Sim, também temos nossos corações e mentes dominados pela intensa propaganda de valores como se universais fossem, como dizem diversos autores, nossa “mentalidade” também foi colonizada e a “decolonialidade” faz-se necessária para interpretarmos os fenômenos sociais do nosso tempo, com o rigor na interpretação da materialidade dos fatos, para resistir aos padrões e reelaborar conceitos e horizontes que foram impostas aos “subalternizados” desde os Impérios até os dias de hoje. Somos e pensamos também a partir dessa construção.
Eu conheci a Venezuela com Chávez ainda presidente, pude conviver e conversar com feirantes, camelôs, cooperativados, donas de casa e participar de Círculos de Base de professores universitários e campesinos. A Venezuela representa mais do que barris de petróleo, mas sim uma experiência de construção de um novo modelo político, fora do liberalismo, isso pode ser incompreendido, mas afirmou-se como uma possibilidade de futuro dentro e diferente do capitalismo. Isso sim é o grave para a extrema direita.
Nos 25 anos do bolivarianismo, foram 30 eleições e apenas duas foram reconhecidas pela oposição, sempre com denúncias de fraude. Quando a oposição venceu e teve maioria no parlamento, Chávez reconheceu e chamou a unidade, talvez falte a Maduro um pouco mais de Chávez, mas cada tempo tem seus desafios e a História há de julgar.
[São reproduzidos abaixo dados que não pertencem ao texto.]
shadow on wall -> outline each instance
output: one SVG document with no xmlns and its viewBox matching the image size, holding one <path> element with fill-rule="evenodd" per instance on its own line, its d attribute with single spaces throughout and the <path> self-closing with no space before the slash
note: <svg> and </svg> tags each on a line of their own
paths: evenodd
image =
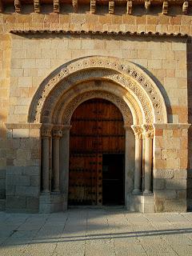
<svg viewBox="0 0 192 256">
<path fill-rule="evenodd" d="M 187 60 L 187 92 L 188 92 L 188 122 L 192 123 L 192 43 L 186 44 Z M 192 211 L 192 127 L 188 133 L 188 174 L 187 174 L 187 198 L 188 210 Z"/>
</svg>

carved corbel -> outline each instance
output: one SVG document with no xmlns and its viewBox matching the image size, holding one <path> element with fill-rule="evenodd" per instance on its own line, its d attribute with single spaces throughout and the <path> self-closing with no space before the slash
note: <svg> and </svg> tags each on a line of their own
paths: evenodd
<svg viewBox="0 0 192 256">
<path fill-rule="evenodd" d="M 126 3 L 126 14 L 132 14 L 132 1 L 127 1 Z"/>
<path fill-rule="evenodd" d="M 188 7 L 189 7 L 189 2 L 188 2 L 188 1 L 185 1 L 182 5 L 182 12 L 184 14 L 187 14 Z"/>
<path fill-rule="evenodd" d="M 148 14 L 150 7 L 150 1 L 145 2 L 146 13 Z"/>
<path fill-rule="evenodd" d="M 114 1 L 109 2 L 109 14 L 114 14 Z"/>
<path fill-rule="evenodd" d="M 54 0 L 54 12 L 55 14 L 59 14 L 60 12 L 59 0 Z"/>
<path fill-rule="evenodd" d="M 72 5 L 74 7 L 74 13 L 78 12 L 78 0 L 72 0 Z"/>
<path fill-rule="evenodd" d="M 3 4 L 2 4 L 2 1 L 0 0 L 0 13 L 3 12 Z"/>
<path fill-rule="evenodd" d="M 90 13 L 95 14 L 96 11 L 96 0 L 90 0 Z"/>
<path fill-rule="evenodd" d="M 163 2 L 162 4 L 162 14 L 168 14 L 168 7 L 169 7 L 169 2 Z"/>
<path fill-rule="evenodd" d="M 34 0 L 34 12 L 40 13 L 40 0 Z"/>
<path fill-rule="evenodd" d="M 21 1 L 20 0 L 14 0 L 14 8 L 16 13 L 21 12 Z"/>
</svg>

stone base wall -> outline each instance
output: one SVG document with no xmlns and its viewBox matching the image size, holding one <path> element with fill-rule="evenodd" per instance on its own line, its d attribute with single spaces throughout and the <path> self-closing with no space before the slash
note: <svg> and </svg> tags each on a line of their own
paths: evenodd
<svg viewBox="0 0 192 256">
<path fill-rule="evenodd" d="M 39 125 L 7 125 L 7 211 L 38 212 L 41 141 Z"/>
<path fill-rule="evenodd" d="M 189 126 L 155 125 L 153 187 L 157 212 L 186 210 Z"/>
</svg>

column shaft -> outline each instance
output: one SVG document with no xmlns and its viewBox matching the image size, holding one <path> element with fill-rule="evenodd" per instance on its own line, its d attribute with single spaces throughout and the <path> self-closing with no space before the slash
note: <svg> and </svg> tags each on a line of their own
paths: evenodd
<svg viewBox="0 0 192 256">
<path fill-rule="evenodd" d="M 141 193 L 142 185 L 142 129 L 140 126 L 132 126 L 135 135 L 135 161 L 134 161 L 134 194 Z"/>
<path fill-rule="evenodd" d="M 144 194 L 151 194 L 151 178 L 152 178 L 152 126 L 144 125 L 145 134 L 145 190 Z"/>
<path fill-rule="evenodd" d="M 53 138 L 53 191 L 59 191 L 59 138 Z"/>
<path fill-rule="evenodd" d="M 49 192 L 49 137 L 42 138 L 42 192 Z"/>
</svg>

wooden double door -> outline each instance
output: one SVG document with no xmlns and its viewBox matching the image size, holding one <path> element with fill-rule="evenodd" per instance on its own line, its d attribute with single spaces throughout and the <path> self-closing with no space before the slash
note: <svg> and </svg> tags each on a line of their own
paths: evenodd
<svg viewBox="0 0 192 256">
<path fill-rule="evenodd" d="M 71 118 L 69 205 L 124 204 L 125 130 L 121 112 L 99 98 Z"/>
</svg>

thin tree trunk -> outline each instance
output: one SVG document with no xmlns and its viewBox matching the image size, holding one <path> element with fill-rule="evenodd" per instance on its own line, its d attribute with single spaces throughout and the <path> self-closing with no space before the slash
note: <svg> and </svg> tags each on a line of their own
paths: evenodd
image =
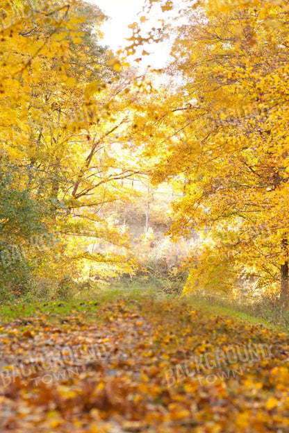
<svg viewBox="0 0 289 433">
<path fill-rule="evenodd" d="M 283 264 L 281 265 L 281 297 L 282 300 L 288 303 L 289 301 L 289 264 L 288 257 L 288 238 L 282 239 L 282 248 L 286 253 L 286 260 Z"/>
</svg>

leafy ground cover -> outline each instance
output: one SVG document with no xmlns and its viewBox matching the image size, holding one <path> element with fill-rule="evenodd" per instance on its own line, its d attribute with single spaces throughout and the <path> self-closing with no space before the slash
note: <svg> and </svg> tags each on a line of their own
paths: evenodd
<svg viewBox="0 0 289 433">
<path fill-rule="evenodd" d="M 286 332 L 180 301 L 95 303 L 2 321 L 1 432 L 289 431 Z"/>
</svg>

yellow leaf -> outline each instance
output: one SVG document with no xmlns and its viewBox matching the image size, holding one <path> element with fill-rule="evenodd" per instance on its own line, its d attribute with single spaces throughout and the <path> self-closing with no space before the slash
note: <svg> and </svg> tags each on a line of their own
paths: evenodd
<svg viewBox="0 0 289 433">
<path fill-rule="evenodd" d="M 267 410 L 271 410 L 274 409 L 278 405 L 278 400 L 276 400 L 274 397 L 270 397 L 269 400 L 267 400 L 266 402 L 266 409 Z"/>
</svg>

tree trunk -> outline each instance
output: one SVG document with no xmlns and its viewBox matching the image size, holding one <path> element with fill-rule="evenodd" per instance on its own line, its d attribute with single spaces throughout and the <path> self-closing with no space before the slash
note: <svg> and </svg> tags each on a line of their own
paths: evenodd
<svg viewBox="0 0 289 433">
<path fill-rule="evenodd" d="M 282 239 L 282 248 L 288 252 L 288 241 L 287 238 Z M 281 297 L 286 303 L 289 300 L 289 264 L 286 260 L 283 264 L 281 265 Z"/>
</svg>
Admitindo a tese de ditadura, o povo escolherá entre a de Maduro ou a teleguiada norte-americana, pois nunca mais abrirão mão do petróleo venezuelano.
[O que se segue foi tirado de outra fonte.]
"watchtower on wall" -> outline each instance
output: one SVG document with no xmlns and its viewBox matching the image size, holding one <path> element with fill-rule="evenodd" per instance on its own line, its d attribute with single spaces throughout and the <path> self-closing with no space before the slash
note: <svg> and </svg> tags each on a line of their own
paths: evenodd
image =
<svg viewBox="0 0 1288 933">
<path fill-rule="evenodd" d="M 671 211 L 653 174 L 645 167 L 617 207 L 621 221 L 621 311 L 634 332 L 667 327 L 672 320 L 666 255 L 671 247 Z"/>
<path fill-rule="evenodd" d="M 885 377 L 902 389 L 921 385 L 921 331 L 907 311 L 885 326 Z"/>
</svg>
O conhecimento sempre nos leva a ter mais dúvidas do que certezas, mas uma coisa é certa, nem María Corina Machado e nem Maduro espelham nossas inspirações democráticas, mas é sempre importante saber no moinho de quem estamos impulsionando.
Está difícil ter uma posição sólida, sim, estamos vivendo um massacre midiático, afeta a percepção de todos, mas até o momento não surgiram provas; temos denúncias, pesquisas que indicam a favor e contra, mas nenhuma prova contundente até o momento, talvez com a divulgação das atas, possamos ter evidências reais sobre a realidade, até lá temos um histórico importantíssimo de tentativas de golpe e dois horizontes e apenas a partir disso podemos nos posicionar.
* Alonso Coelho é graduado em História, especialista em Gestão Pública e mestre em Desenvolvimento Regional.
** Este é um artigo de opinião e não necessariamente expressa a linha editorial do jornal Brasil de Fato.